As Harpstenah went back to the village her prospective bridegroom ogled her as he sat smoking before his lodge, his face blackened and blanket torn in mourning for an enemy he had killed. She resolved to heed the appeal of the manitou. When Red Deer heard how she had been promised to the old conjurer, he was filled with rage. Still, he became thoughtful and advised caution when she told him of the water spirit's counsel, for the dwellers in the lakes were, of all immortals, most deceitful, and had ever been enemies of the Dakotas. "I will do as I am bidden," she said, sternly. "Go away and visit the Tetons for a time. It is now the moon of strawberries" (June), "but in the moon when we gather wild rice" (September) "return and I will be your wife."

Red Deer obeyed, after finding that she would not elope with him, and with the announcement that he was going on a long hunt he took his leave of the village. Harpstenah made ready for the bridal and greeted her future husband with apparent pleasure and submissiveness. He gave a medicine feast in token of the removal of his mourning, and appeared in new clothing, greased and braided hair, and a white blanket decorated with a black hand—the record of a slain enemy.

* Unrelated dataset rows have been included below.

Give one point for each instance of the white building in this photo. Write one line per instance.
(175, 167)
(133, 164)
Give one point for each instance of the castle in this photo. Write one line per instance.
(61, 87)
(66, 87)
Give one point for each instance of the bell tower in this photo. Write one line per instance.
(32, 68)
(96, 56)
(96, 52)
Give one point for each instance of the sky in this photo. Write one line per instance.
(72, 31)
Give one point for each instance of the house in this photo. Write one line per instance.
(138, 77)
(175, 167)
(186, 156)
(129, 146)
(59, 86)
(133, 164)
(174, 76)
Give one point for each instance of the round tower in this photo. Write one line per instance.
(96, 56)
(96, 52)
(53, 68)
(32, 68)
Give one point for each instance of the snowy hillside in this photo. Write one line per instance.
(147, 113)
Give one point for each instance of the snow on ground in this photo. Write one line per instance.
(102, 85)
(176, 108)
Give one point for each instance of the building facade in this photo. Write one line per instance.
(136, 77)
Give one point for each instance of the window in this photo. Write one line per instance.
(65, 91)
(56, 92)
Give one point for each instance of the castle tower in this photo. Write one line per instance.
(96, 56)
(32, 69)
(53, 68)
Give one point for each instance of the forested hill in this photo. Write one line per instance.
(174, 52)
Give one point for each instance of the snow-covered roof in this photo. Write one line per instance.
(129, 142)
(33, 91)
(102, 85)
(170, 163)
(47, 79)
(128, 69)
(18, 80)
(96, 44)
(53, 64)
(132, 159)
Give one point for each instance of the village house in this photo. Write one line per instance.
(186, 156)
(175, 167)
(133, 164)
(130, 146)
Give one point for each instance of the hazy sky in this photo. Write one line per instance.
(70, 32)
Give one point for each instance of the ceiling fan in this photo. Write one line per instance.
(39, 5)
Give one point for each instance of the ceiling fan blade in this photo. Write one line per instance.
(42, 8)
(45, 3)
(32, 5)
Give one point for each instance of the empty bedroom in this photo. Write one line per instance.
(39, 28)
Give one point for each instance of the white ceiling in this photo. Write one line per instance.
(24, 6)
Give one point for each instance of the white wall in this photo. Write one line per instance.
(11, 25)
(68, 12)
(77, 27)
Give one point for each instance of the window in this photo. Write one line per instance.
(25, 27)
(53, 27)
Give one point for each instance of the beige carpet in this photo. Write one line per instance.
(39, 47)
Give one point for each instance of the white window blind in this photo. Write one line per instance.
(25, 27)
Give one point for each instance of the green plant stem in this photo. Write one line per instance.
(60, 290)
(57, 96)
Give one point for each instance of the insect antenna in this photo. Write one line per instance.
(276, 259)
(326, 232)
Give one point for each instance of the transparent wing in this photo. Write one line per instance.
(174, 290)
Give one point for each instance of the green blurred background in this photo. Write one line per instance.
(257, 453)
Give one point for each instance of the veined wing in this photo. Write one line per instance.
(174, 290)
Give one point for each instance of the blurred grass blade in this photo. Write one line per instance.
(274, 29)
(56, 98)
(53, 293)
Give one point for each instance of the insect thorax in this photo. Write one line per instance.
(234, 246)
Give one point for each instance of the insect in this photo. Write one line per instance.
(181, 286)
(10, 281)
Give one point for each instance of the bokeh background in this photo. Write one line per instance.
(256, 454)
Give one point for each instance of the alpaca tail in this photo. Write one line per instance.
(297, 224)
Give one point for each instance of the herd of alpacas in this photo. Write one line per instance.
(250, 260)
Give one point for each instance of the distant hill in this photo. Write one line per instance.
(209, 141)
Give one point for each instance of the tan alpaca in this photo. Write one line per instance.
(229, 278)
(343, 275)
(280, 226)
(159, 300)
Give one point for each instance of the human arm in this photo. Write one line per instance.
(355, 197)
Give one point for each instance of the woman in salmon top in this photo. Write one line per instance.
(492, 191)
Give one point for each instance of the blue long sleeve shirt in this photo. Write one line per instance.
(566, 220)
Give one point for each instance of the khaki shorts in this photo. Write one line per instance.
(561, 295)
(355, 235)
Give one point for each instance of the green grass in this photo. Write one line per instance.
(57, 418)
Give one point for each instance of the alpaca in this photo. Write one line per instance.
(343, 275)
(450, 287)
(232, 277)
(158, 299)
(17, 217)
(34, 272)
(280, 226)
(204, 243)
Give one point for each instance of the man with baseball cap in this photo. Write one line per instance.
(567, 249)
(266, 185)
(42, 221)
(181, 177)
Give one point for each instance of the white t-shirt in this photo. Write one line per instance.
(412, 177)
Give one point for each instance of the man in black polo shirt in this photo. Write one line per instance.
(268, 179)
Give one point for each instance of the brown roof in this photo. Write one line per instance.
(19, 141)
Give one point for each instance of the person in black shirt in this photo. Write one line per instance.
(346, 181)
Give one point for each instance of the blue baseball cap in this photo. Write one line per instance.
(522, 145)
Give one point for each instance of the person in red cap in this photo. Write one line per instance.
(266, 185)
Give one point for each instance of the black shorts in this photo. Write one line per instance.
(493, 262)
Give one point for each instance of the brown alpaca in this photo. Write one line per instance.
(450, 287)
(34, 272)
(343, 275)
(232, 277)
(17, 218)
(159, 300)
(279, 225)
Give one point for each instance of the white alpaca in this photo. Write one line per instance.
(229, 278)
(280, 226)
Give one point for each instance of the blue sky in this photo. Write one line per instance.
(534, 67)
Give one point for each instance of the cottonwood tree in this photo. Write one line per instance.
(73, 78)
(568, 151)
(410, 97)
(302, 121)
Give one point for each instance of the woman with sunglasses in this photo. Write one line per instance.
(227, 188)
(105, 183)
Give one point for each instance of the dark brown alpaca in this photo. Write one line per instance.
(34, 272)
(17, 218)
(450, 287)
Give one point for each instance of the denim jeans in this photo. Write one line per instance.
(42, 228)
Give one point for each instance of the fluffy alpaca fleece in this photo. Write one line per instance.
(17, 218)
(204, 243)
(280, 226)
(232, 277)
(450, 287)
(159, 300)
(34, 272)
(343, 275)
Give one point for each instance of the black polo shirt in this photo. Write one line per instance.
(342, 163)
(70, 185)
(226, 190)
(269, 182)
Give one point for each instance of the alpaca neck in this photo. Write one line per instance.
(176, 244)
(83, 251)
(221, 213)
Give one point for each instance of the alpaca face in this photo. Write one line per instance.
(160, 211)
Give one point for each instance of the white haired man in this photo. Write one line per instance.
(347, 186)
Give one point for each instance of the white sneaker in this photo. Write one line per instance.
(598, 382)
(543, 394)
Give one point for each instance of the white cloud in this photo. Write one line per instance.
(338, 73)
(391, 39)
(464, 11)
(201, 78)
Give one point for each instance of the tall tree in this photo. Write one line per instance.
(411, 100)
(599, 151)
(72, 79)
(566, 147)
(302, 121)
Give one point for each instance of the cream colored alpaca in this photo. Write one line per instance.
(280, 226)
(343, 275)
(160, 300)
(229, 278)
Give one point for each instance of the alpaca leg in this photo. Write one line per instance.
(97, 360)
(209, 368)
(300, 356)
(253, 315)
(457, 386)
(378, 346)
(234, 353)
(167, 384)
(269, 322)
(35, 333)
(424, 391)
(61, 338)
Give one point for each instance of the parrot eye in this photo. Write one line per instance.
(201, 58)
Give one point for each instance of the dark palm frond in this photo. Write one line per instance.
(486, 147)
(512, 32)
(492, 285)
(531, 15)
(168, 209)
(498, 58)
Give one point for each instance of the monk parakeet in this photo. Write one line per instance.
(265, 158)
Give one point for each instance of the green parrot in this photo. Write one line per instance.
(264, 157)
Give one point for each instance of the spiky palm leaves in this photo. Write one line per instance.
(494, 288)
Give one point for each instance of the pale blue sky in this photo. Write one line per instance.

On the night before the wedding the girl creeps to his lodge, but hesitates when she sees his medicine-bag hanging beside the door—the medicine that has kept its owner from evil and is sacred from the touch of woman. As she lingers the night-breeze seems to bring a voice from the water: "Can a Dakota woman want courage when she is forced to marry the man she hates?"

She delays no longer. A knife-blade glitters for an instant in the moonlight—and Cloudy Sky is dead. Strange, is it not, that the thunder birds flap so heavily along the west at that moment and a peal of laughter sounds from the lake? She washes the blood from the blade, steals to her father's lodge, and pretends to sleep. In the morning she is loud in her grief when it is made known to her that the medicine-man was no more, and the doer of the deed is never discovered. In time her wan face gets its color and when the leaves begin to fall Red Deer returns and weds her.

They seem to be happy for a time, and have two sons who promise to be famous hunters, but consumption fastens on Red Deer and he dies far from the village. The sons are shot by enemies, and while their bodies are on their way to Harpstenah's lodge she, too, is stricken dead by lightning. The spirit of Cloudy Sky had rejoined the thunder birds, and the water manitou had promised falsely.